Les évolutions récentes du marché pharmaceutique mettent en évidence un décalage croissant entre la dynamique intrinsèque du secteur et le cadre économique dans lequel il évolue. En 2024, le chiffre d’affaires net du médicament atteint 27,7 milliards d’euros, marquant une reprise de la croissance après une décennie caractérisée par une relative stagnation autour de 23 milliards d’euros. Cette dynamique est portée par des facteurs structurels bien identifiés : vieillissement de la population, progression des pathologies chroniques, mise sur le marché de thérapies innovantes et extension des indications existantes.

Une croissance réelle, mais fortement contrainte par la régulation

Toutefois, cette croissance doit être analysée à l’aune des mécanismes de régulation qui structurent désormais fortement le marché. Sur la période récente, la croissance potentielle du secteur est estimée à 8,9 % par an.

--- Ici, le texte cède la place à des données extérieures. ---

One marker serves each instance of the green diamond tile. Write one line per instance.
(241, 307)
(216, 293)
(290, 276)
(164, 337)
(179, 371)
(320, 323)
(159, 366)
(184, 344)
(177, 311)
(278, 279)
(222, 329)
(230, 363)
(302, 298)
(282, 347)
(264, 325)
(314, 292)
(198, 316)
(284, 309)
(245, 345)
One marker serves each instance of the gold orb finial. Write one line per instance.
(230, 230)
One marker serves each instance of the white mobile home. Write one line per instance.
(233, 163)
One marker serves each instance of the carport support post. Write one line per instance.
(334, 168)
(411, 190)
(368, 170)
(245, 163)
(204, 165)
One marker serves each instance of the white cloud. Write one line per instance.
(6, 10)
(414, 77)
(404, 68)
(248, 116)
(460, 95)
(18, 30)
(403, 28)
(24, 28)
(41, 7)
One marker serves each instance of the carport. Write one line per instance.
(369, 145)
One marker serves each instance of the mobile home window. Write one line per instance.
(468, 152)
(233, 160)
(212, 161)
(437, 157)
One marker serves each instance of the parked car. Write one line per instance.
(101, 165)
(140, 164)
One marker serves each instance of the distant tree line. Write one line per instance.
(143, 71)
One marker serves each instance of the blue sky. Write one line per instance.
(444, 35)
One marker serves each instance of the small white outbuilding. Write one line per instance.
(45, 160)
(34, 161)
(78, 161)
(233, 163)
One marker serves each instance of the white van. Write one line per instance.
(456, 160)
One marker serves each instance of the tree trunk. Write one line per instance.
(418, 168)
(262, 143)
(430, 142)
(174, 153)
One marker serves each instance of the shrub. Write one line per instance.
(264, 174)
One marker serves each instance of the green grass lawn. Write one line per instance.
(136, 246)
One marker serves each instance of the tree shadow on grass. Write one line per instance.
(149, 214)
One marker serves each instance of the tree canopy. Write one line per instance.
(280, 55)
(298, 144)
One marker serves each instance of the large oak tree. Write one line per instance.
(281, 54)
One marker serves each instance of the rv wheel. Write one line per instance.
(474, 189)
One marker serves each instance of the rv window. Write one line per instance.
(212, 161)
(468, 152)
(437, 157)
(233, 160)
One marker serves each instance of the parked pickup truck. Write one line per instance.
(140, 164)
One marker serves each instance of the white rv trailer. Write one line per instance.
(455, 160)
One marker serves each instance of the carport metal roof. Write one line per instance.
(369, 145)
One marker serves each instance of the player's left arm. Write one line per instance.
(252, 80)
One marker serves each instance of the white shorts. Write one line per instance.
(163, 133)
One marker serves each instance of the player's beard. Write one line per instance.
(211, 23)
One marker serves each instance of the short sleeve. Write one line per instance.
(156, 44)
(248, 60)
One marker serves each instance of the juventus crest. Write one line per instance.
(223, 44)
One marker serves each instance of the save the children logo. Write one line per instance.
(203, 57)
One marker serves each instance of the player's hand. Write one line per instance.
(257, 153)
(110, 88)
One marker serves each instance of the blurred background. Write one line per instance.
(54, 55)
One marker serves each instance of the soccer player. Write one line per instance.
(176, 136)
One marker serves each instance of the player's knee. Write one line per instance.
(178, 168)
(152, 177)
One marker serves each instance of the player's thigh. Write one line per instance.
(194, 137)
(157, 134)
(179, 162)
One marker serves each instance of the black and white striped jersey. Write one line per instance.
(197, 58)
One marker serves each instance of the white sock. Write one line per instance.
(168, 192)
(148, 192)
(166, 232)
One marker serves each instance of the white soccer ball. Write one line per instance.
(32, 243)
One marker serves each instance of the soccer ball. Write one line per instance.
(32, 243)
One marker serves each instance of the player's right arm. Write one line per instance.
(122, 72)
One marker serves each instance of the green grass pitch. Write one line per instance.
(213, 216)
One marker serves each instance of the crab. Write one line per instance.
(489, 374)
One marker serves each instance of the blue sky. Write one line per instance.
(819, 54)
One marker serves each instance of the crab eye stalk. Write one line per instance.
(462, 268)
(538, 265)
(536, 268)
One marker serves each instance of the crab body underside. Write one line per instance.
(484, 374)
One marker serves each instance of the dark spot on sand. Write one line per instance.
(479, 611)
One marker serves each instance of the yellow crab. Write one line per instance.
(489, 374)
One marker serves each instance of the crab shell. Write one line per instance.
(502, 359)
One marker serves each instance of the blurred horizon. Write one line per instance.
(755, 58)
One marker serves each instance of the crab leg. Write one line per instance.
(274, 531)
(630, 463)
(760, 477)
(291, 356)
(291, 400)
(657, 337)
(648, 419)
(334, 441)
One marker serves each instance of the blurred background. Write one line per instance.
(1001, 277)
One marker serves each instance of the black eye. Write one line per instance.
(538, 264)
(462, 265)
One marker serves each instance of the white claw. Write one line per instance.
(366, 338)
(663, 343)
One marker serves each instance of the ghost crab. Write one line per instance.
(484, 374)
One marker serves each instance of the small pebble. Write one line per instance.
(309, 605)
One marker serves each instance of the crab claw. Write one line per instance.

Après prise en compte des baisses de prix, des remises et de la clause de sauvegarde, cette croissance est ramenée à 4,7 %.

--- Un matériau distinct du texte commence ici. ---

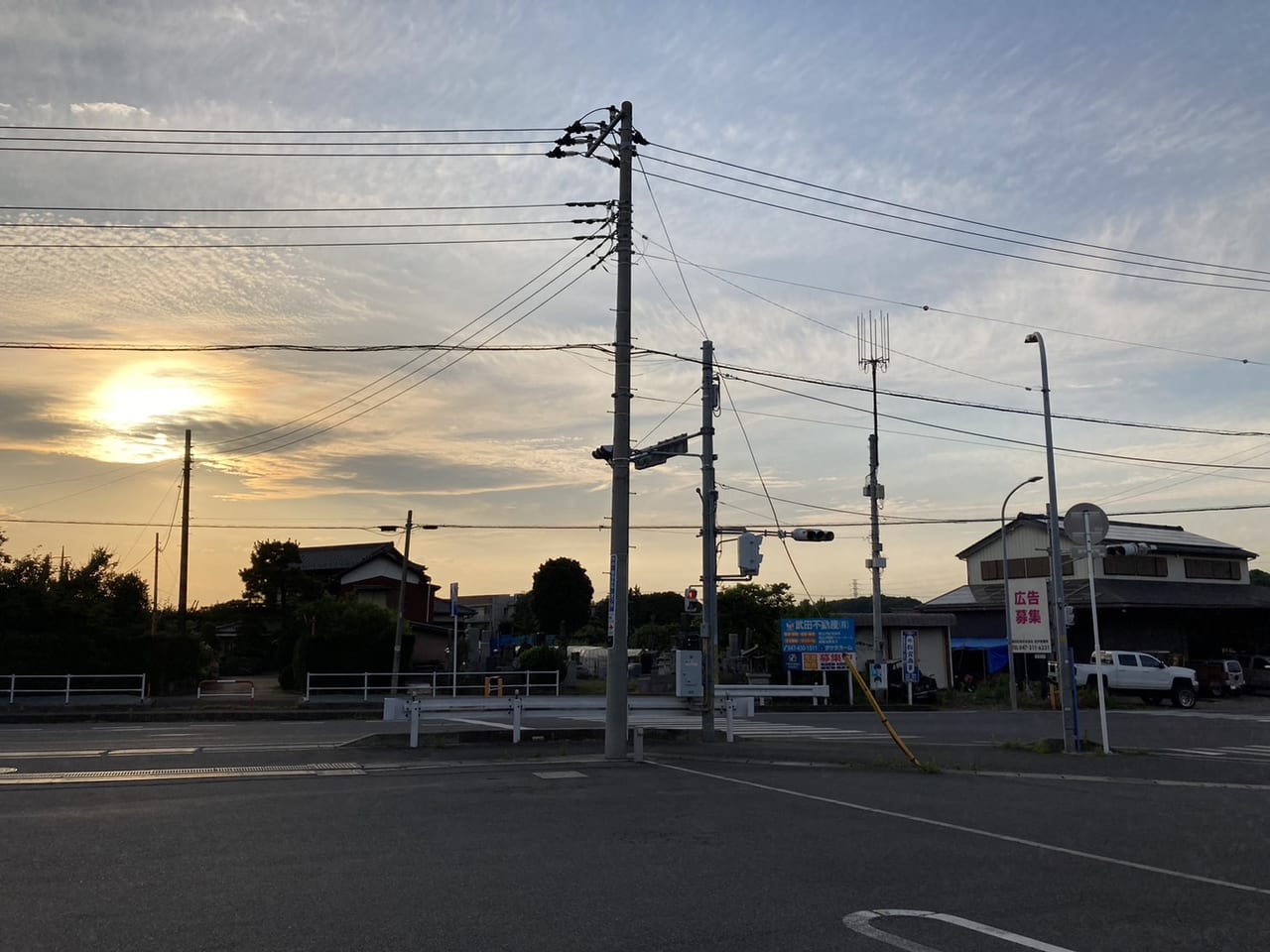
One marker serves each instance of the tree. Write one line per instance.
(756, 612)
(562, 597)
(273, 579)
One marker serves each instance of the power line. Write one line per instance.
(305, 226)
(961, 245)
(190, 153)
(249, 451)
(273, 144)
(715, 271)
(949, 217)
(968, 231)
(299, 348)
(1017, 442)
(241, 245)
(208, 131)
(965, 404)
(835, 330)
(298, 209)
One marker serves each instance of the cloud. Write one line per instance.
(108, 112)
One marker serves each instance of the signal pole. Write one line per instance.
(708, 546)
(185, 542)
(874, 348)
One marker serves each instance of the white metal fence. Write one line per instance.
(375, 684)
(68, 687)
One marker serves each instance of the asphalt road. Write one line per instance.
(681, 853)
(335, 835)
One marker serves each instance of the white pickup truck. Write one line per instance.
(1144, 675)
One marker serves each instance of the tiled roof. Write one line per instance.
(1120, 593)
(1166, 538)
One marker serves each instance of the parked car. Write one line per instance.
(1256, 671)
(1218, 676)
(1138, 673)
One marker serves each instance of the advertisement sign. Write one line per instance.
(910, 639)
(817, 644)
(1029, 616)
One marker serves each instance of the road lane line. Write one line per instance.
(971, 830)
(862, 923)
(18, 754)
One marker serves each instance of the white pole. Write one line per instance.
(1097, 647)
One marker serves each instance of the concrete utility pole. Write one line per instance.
(708, 546)
(185, 540)
(405, 569)
(1058, 599)
(154, 595)
(874, 345)
(619, 566)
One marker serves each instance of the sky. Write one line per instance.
(320, 194)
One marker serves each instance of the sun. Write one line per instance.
(136, 403)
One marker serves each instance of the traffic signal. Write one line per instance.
(747, 552)
(1129, 548)
(659, 452)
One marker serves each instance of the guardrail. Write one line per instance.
(373, 684)
(70, 685)
(226, 687)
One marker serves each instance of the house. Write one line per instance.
(372, 571)
(1185, 595)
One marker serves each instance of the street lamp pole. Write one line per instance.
(1058, 602)
(405, 567)
(1005, 578)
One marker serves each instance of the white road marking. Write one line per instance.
(769, 730)
(182, 774)
(19, 754)
(1252, 752)
(971, 830)
(862, 923)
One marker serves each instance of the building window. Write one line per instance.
(1033, 567)
(1213, 569)
(1148, 566)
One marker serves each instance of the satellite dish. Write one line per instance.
(1084, 525)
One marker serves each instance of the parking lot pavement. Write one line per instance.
(538, 855)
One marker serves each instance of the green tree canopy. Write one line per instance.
(273, 579)
(562, 595)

Cet écart de près de quatre points illustre le rôle déterminant des dispositifs de régulation dans la trajectoire économique du médicament en France. Il traduit également un changement de nature : la régulation ne corrige plus uniquement les excès, elle structure désormais la croissance elle-même.

Le médicament comme levier central de maîtrise des dépenses

Ce phénomène s’inscrit dans un contexte de dégradation des finances sociales. Depuis la crise sanitaire, le déficit de la Sécurité sociale s’est fortement creusé et reste difficile à résorber. Dans ce contexte, le médicament est devenu un levier central de régulation. Il représente aujourd’hui près de 50 % des économies demandées à l’Assurance maladie, soit plus de 3 milliards d’euros par an. Les instruments mobilisés, notamment la Clause de Sauvegarde, mécanisme correctif initialement « garde-fou », s’est déclenchée de manière quasiment systématique depuis 2014. Depuis 2022, un objectif de rendement de la clause de sauvegarde est inscrit dans les annexes du PLFSS, modifiant ainsi sa nature. En 2024, elle a atteint 1,76 milliard d’euros. Parallèlement, la fiscalité sectorielle applicable aux entreprises du médicament peut atteindre jusqu’à 60 % du résultat d’exploitation.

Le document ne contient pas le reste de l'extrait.